Curiosity, qui doit arriver dans le cratère Gale, marque une nouvelle étape de l’exploration robotique martienne. Avec une masse de 900 kg, dont 80 de charge utile (10 instruments), il est de loin le rover le plus grand et le plus ambitieux de toutes les précédentes missions qui ont foulé Mars. Il est bien plus lourd que les 10,5 kg du Sojourner de Mars Pathfinder (1997) et les 170 kg des Spirit et Opportunity de la mission Mer (2004).

Curiosity, un rover fait pour durer

D'une étendue d’environ 3 m, Curiosity est deux fois plus long et cinq fois plus lourd que les rovers Opportunity et Spirit. C’est « l'équipement le plus grand et le plus complexe jamais envoyé sur la surface d'une autre planète », affirme Doug McCuistion, le directeur du programme d'exploration martien à la Nasa.

Emplacement des instruments scientifiques sur le rover Curiosity. On peut voir par exemple les différentes caméras (ChemCam, MastCam...), le bras robotique (Robotic arm), les diverses antennes (RLGA, RUHF et High Gain pour antenne de gain élevé).  © Nasa
Emplacement des instruments scientifiques sur le rover Curiosity. On peut voir par exemple les différentes caméras (ChemCam, MastCam...), le bras robotique (Robotic arm), les diverses antennes (RLGA, RUHF et High Gain pour antenne de gain élevé).  © Nasa

Son système de locomotion à 6 roues motrices de 50 cm de diamètre, lui permettra de franchir des obstacles de 65 cm, de gravir des pentes de 45° et de rouler 200 m chaque jour. Il est conçu pour parcourir une vingtaine de kilomètres tout au long de sa mission qui doit être d'une année martienne.

Cette longévité s’explique en partie par le choix de l’alimenter par un générateur radio-isotopique au plutonium 238. La chaleur émise par ce plutonium est utilisée de deux manières.
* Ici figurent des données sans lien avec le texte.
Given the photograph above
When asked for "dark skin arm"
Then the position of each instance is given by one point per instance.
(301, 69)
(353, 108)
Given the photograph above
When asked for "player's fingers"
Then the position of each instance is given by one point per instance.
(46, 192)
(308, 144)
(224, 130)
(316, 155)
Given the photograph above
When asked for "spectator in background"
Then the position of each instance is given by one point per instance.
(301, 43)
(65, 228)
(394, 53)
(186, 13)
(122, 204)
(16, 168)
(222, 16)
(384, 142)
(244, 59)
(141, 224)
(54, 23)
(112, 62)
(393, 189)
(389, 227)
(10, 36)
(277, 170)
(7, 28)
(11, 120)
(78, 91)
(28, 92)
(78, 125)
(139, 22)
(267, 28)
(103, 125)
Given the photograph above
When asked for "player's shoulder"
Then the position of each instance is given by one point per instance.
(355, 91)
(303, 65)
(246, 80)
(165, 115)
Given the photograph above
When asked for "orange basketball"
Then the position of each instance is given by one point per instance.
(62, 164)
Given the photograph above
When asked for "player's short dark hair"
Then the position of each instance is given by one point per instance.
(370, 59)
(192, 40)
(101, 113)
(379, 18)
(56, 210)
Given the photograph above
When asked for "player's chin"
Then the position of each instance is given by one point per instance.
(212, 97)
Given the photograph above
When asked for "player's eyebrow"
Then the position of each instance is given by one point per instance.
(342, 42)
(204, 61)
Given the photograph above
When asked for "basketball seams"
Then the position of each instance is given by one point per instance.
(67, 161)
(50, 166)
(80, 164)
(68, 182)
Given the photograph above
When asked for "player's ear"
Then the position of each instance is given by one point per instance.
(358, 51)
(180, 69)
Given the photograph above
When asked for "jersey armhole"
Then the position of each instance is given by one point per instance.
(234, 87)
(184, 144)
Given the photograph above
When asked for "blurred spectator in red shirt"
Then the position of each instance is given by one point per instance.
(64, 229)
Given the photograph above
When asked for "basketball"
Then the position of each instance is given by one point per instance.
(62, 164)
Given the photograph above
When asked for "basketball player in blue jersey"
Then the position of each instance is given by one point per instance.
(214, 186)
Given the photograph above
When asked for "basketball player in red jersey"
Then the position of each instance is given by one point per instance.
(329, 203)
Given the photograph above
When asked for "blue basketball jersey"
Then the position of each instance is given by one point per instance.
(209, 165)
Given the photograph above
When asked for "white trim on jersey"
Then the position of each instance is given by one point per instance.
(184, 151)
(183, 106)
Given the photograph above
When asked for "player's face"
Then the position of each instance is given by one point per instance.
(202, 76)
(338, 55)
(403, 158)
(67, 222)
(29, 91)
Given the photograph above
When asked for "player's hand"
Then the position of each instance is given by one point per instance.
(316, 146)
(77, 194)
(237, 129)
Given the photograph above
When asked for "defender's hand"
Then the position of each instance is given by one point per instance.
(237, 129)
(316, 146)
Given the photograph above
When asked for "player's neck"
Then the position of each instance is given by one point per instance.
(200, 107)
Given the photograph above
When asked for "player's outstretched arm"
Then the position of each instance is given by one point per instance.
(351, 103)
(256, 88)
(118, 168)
Indirectement, elle sert à produire de l'électricité, qui alimentera les instruments et les moteurs. Directement, grâce à une circulation d'un fluide dans tout le rover, elle réchauffera les systèmes électroniques. Le froid est bien sûr un grand ennemi sur Mars, avec une température moyenne de -63 °C, entre un maximum de 20 °C et un minimum de -140 °C. Ce rover ne dépendra donc pas des conditions climatiques martiennes pour fonctionner pleinement, ce qui était le cas des précédents engins, et possédera, de ce fait, une autonomie beaucoup plus importante, pour fonctionner aussi bien de jour que de nuit.

Une mission martienne internationale

Sur les douze instruments embarqués (dix sur l'atterrisseur et deux dans le module de descente), sept sont fournis par les États-Unis, deux sont développés avec contribution française (ChemCam et Sam), un l'est par les Russes (DAN), un par les Espagnols (REMS) et un par les Canadiens (APXS). On y trouve une caméra stéréo couleur, une caméra microscopique semblable à celle des rovers Spirit et Opportunity, un spectromètre à rayons alpha et X afin de déterminer la composition élémentaire des roches, un diffractomètre à rayons X couplé à un spectromètre à fluorescence pour observer, avec une grande précision, la minéralogie des roches ainsi qu'une caméra de descente plus sophistiquée que celles des sondes précédentes. L'instrument le plus intéressant sera probablement un chromatographe en phase gazeuse couplé à un spectromètre de masse, capable de détecter des traces de matières organiques (SAM). Il sera accompagné d'un spectromètre laser qui pourra étudier l'atmosphère et les roches.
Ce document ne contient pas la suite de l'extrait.